Kelly’s spokesman John Ellinwood on Friday called the candidate’s most recent statements a “clarification,” saying Kelly just wanted to assure seniors that he supports honoring the government’s commitment.
Kelly held a press conference this week with a group of seniors and said he plans to strengthen the programs and that he opposes any privatizations.
During his 2010 run for Congress, Kelly called for privatization of both Social Security and Medicare.
Kelly is running an ad targeting Democrat Ron Barber for supporting the federal health care overhaul, which cuts money from Medicare Advantage plans. Barber has said he wants that money restored.
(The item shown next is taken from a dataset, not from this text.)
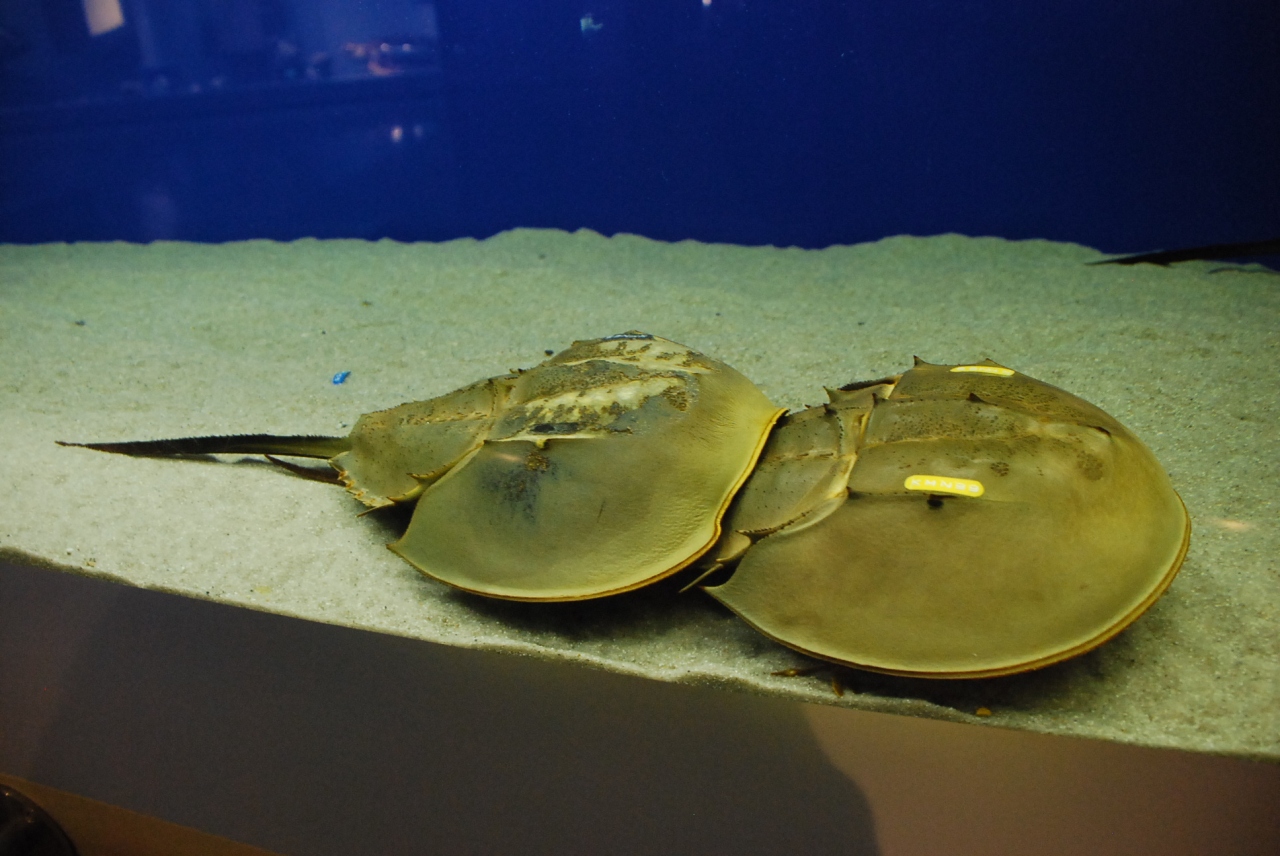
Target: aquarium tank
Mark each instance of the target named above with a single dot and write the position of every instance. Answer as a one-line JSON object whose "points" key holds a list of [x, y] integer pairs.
{"points": [[798, 425]]}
Seniors are especially important in the district because of the large number of retirees and former military personnel. The district also tends to support moderate candidates such as Giffords and her Republican predecessor, Jim Kolbe.
Kelly is a strong tea party conservative. Barber has gone out of his way to tout support from Republican allies.
The two are engaged in a heated campaign to replace Democratic Rep. Gabrielle Giffords. She stepped down in January to focus on her recovery from a gunshot wound to the head suffered in a shooting rampage in Tucson last year. Barber, a former Giffords aide, also was injured in that attack.
Early voting in the special election to replace her begins May 17 and election Day is June 12.
The national GOP and Democratic parties have been pouring money into the race. The Democratic National Congressional Committee has dedicated $473,000 to buy television ads targeting Kelly. While the Republican National Congressional Committee has bought $299,000 in TV time, officials say they’re outspending the DCCC two to one in some crucial time periods.
Barber’s campaign sent out a statement highlighting what they said was Kelly’s position change. During his effort to unseat Giffords in 2010, Kelly repeatedly said he wanted the programs privatized and phased out, calling them “Ponzi schemes.”
But on his 2012 campaign website this week, Kelly said: “I support preserving, protecting and strengthening Social Security and Medicare. I do not support privatizing, eliminating or phasing out these programs in any way. I will fully honor our commitment to current retirees and will not support any plan that impacts their benefits. We must also ensure these programs are preserved for future retirees.”
Barber’s campaign distributed statements it said were previously posted on the site showing that Kelly was still at least partially supporting privatization, saying younger workers should have the choice of putting some of their Social Security taxes into private accounts.
“Jesse Kelly has told seniors exactly what he wants to do with Social Security and Medicare: privatize it and phase it out,” Barber spokeswoman Jessica Schultz said in a statement. “He said it on TV during a debate and he said we had no choice — his exact words were, ‘It must be done!’ “
Kelly spokesman John Ellinwood said Kelly’s position has not changed.
“It’s very simple,” Ellinwood said. “Jesse wanted to clarify his position that he supports honoring our commitment to our seniors and the benefits they’ve earned.”
Ellinwood also said Kelly plans to repeal the health care overhaul, which he called a threat to Social Security and Medicare and a threat to access to care.